Figure 5. The ventral side of a juvenile common snook with its two otoliths exposed, the opaque, oval bones sitting within the brain cavity.
Table 1. Habitat characteristics that are recorded at each seine pull. Unit of measurements with two variables include a species and the amount of space it covered the seined area. Recorded levels refers to the maximum number of parameter types that can be examined.
Thus far, I have caught 49,108 fish, a majority of which were collected at restored sites (Fig. 6). I found a significant difference in the growth rate between the snook caught at the three site types; restored, impacted, and natural. (Fig 7.) These preliminary data show that juvenile common snook grow faster at restored sites and natural sites compared to those at impacted sites. The next step is to evaluate snook body condition at the three site types. I will use the habitat characteristics and growth and condition of the juvenile snook to understand which specific habitat parameters are key in promoting successful nursery environments. The community structure will be evaluated at each site to assess which features promote a functional nursery habitat.
Figure 6. The number of animals (fish, shrimp, and crab species) caught at three site types. This is standardized by the number of individuals caught per seined m2
Figure 7. A comparison of juvenile common snook growth between three site types. There was a significant difference in mean growth rate between the three sites (F2,45 = 4.22, p = 0.021). Error bars represent SEM. Letters denote differences among site type as identified as TukeyHSD.
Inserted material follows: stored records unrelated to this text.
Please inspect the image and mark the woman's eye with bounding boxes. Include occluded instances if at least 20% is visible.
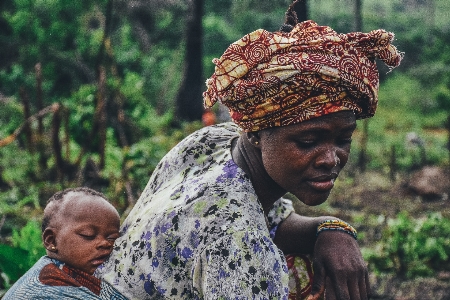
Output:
[338,137,352,145]
[79,233,95,240]
[297,140,316,148]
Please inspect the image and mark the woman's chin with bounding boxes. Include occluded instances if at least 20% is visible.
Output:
[294,191,331,206]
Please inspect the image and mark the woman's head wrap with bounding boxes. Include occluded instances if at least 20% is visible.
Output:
[203,21,402,131]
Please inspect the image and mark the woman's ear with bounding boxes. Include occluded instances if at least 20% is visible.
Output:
[247,131,261,149]
[42,227,57,253]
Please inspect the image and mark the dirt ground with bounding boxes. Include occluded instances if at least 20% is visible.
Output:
[294,167,450,300]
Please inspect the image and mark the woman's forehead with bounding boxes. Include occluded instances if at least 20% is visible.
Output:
[263,111,356,134]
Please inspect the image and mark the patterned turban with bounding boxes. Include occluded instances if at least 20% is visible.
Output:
[203,21,403,132]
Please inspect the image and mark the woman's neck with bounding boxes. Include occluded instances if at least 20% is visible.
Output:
[231,135,286,215]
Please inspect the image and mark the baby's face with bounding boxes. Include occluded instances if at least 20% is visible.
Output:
[55,193,120,274]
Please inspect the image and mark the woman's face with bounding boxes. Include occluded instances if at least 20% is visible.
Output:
[259,111,356,206]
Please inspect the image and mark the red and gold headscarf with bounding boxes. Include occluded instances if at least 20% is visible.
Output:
[203,21,403,131]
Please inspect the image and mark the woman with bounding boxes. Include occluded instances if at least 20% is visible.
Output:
[99,4,401,299]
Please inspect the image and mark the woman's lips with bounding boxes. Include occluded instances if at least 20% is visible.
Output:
[91,256,108,266]
[306,173,337,192]
[307,179,334,192]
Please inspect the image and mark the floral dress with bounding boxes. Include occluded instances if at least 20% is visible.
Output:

Habitat restoration is often conducted to benefit sportfish with many restorations aimed at improving nursery habitat (Lewis III 1992; Peters et al. 1998). This research will provide information on the parameters necessary in promoting juvenile sportfish success. Another goal for Tampa Bay restoration is enhancement of local diversity by creating and managing for habitat mosaics. To this end, I will compare fish community structure at sites with varying levels of habitat diversity. This research will be useful in future restoration projects and increase understanding of qualities that are important when designing and creating restoration projects. Habitat restoration is increasingly implemented as the human population continues to grow within the Tampa Bay watershed. Ultimately, my work will improve the effectiveness and utility of habitat restoration as it relates to fisheries resources.